What’s best for Britain is not what you think

Tell me truly: is it possible that Brexit is bad for the City but good for Britain?

No one’s really asked this question yet, at least not directly. As someone who’s in the financial services industry, at least nominally, it’s probably not in my interests to raise the point. But the point is certainly in your interests. So let’s raise it.

I ask because JPMorgan CEO Jamie Dimon told the British public that Brexit is certainly bad for JPMorgan. Campaigning with the tone-deaf and doomed George Osborne, Dimon held forth on the issue. And in prepared remarks published by Bloomberg he was as direct as you could be. He said: “If the U.K. leaves the EU, we may have no choice but to re-organize our business model here. Brexit could mean fewer JPMorgan jobs in the U.K. and more jobs in Europe.”

It’s not a trifling issue

The company has 4,000 employees in Bournemouth alone. And if the rest of the UK-based financial services industry follows JPMorgan’s lead, you’re looking (potentially) at thousands of jobs relocated to the continent. With the jobs go the incomes that pay mortgages, rents, buy lattes, steaks, loafers, Ubers, and generally support the rest of the economy in south-east London.

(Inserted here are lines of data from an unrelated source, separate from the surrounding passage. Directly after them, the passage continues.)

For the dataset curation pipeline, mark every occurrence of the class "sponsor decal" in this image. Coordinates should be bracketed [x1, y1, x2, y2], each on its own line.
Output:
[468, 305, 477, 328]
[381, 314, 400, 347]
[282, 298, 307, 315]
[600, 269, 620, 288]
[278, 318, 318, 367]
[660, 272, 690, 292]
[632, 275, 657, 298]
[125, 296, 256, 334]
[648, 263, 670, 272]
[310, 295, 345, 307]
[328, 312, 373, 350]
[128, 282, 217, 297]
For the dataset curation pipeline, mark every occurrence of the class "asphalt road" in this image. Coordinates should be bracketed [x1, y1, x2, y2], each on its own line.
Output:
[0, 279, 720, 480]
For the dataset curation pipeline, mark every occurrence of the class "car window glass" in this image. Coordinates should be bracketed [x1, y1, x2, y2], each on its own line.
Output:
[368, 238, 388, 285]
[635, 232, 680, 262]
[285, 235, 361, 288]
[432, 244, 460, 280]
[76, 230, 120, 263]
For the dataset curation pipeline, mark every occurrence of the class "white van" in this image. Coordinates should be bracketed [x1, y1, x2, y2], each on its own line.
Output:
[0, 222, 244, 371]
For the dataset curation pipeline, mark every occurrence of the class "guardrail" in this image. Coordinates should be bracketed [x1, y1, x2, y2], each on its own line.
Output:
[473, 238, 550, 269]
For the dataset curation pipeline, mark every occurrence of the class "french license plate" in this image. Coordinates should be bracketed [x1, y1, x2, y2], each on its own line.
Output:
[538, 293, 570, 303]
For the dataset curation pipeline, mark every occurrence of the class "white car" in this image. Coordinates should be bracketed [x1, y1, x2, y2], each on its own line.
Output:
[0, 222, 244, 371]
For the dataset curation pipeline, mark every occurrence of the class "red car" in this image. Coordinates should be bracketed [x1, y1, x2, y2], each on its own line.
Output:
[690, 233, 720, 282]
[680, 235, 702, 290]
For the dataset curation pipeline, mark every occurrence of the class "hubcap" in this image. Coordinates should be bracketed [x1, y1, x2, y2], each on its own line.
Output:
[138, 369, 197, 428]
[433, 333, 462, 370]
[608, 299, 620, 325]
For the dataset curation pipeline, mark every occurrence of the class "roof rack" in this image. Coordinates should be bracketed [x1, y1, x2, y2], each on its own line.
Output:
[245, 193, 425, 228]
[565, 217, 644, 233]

But here’s my point: if we really are at the pointy end of an epic global debt binge, from which the financial services industry has benefitted more than anyone (except for government itself), then the financial services industry faces hard times anyway. Doing what’s best for the bankers may not be what’s best for Britain.

There. I said it.

As the old saying goes, you shouldn’t cut off your nose to spite your face. Brexit may cost the industry, or it may not. We don’t know. But no one’s asking if Britain’s long-term national interests are better served by having an economy that’s not wholly dependent on London-based money shuffling.